While our research primarily focuses on electron-spin semiconductor quantum dot qubits,
there is a growing body of work exploring hole-spin-based approaches.

A paper posted on arXiv in October 2024,
“Exchange-Only Spin-Orbit Qubits in Silicon and Germanium” (Stefano Bosco et al., QuTech),
proposes a new XOSO (Exchange-Only Spin-Orbit) qubit architecture that uses hole-spin quantum dots in silicon/germanium and exploits strong spin–orbit interaction (SOI).

https://arxiv.org/abs/2410.05461

By using SOI for complete electrical control, this approach eliminates the need for magnetic field gradients or complex pulse synchronization—often required in conventional Exchange-Only (XO) designs—and enables single-step, low-leakage two-qubit gates.

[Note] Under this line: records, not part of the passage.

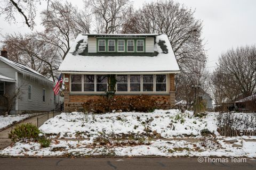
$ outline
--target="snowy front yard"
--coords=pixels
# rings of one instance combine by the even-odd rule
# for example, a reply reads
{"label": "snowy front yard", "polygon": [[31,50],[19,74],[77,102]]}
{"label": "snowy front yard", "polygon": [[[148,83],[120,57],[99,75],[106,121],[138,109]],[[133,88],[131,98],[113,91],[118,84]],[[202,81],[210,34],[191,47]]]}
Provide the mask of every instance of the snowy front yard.
{"label": "snowy front yard", "polygon": [[20,122],[28,117],[29,117],[29,115],[28,114],[21,115],[9,115],[7,117],[0,116],[0,130],[16,122]]}
{"label": "snowy front yard", "polygon": [[[104,114],[63,113],[39,128],[42,135],[56,138],[51,140],[50,147],[43,148],[35,141],[20,141],[0,151],[0,155],[256,158],[255,141],[246,141],[245,137],[219,135],[217,115],[208,113],[198,117],[191,112],[182,113],[175,109]],[[203,132],[211,135],[204,137]],[[188,138],[194,139],[184,140]]]}
{"label": "snowy front yard", "polygon": [[191,112],[181,113],[175,109],[104,114],[62,113],[39,128],[45,134],[54,135],[52,137],[85,139],[113,133],[147,134],[164,138],[199,137],[201,130],[204,129],[218,134],[215,114],[209,113],[201,118],[194,117]]}
{"label": "snowy front yard", "polygon": [[[235,139],[235,138],[233,138]],[[216,145],[205,146],[203,142],[187,142],[184,141],[158,140],[150,144],[113,146],[94,146],[94,141],[53,140],[50,147],[42,148],[37,142],[17,142],[0,151],[4,156],[217,156],[246,157],[256,158],[256,142],[237,140],[234,147],[232,144],[217,140]]]}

XOSO Qubit Structure and Encoding

Conceptual Structure Diagram

[QD1]──J12──[QD2]──J23──[QD3]
   ↑ Hole spin   ↑ Hole spin   ↑ Hole spin
   (SOI active)  (SOI active)  (SOI active)
  • Quantum dots (QD1–QD3) each confine a single hole spin

  • Exchange interactions J_{12}, J_{23} are tuned to manipulate the computational basis

  • SOI tilts each spin’s quantization axis, enabling anisotropic exchange interactions

  • Qubits are encoded in the three-spin exchange-only subspace:

    • Computational basis: total spin quantum number S=1/2 doublet
    • Leakage states: S=3/2 quadruplet

Comparison with Conventional XO

Feature Conventional XO (Electron Spin) XOSO (Hole Spin + SOI)
Main material Si/SiGe, GaAs (electrons) Si/SiGe, Ge (holes)
Spin control Exchange-only (magnetic gradients not required in principle, but often added) All-electric control via strong SOI
Rotating frame Sometimes required Not required (SOI provides control axes)
Gate layout 3 dots with plunger + barrier gates 3 dots with SOI-enabled simplified wiring
Two-qubit gates Multi-step exchange pulses Single-step low-leakage gates
Leakage suppression Pulse design & multi-step control Natural suppression via encoding + SOI
Implementation issue Small g-factor anisotropy makes all-electric control difficult Requires uniform SOI and high-quality material
Scalability Many control lines, complex routing Fewer gates, easier scaling
Operation speed μs–ns (depending on control) ns-scale operation possible
Noise sensitivity Sensitive to detuning noise First-order insensitivity at charge symmetry point

Note: Magnetic Field Gradients & Microwaves in Electron XO

  • In principle, not required: A three-dot electron-spin system can implement all gates purely via exchange interactions

  • Reasons added in practice:

    1. To simplify single-qubit control
    2. To shorten gate times
    3. To suppress leakage
  • As a result, some implementations integrate micromagnets or ESR microwave lines

Scalability Considerations

  1. Reduced wiring and control complexity

    • XOSO removes the need for magnetic gradients or microwave lines, increasing wiring density
    • No need for complex multi-gate pulse synchronization hardware
  2. Fabrication compatibility

    • Hole-spin devices in Ge or SiGe have strong CMOS process compatibility
    • SOI strength and stability depend on wafer quality
  3. Performance

    • SOI enables fast gate operations
    • However, it may introduce additional electrical noise channels, requiring careful shielding and layout design
  4. Large-scale challenges

    • Crosstalk from electric fields and device variability must be managed
    • Multi-chip and modular interconnect strategies will be essential

Conclusion

The XOSO qubit architecture demonstrates that hole spins and strong spin–orbit coupling can remove the need for magnetic structures and multi-step controls often added to XO systems.

While the physical properties and control mechanisms differ from electron-spin approaches,
a comparative and complementary evaluation of both paths is essential for achieving truly scalable semiconductor quantum processors.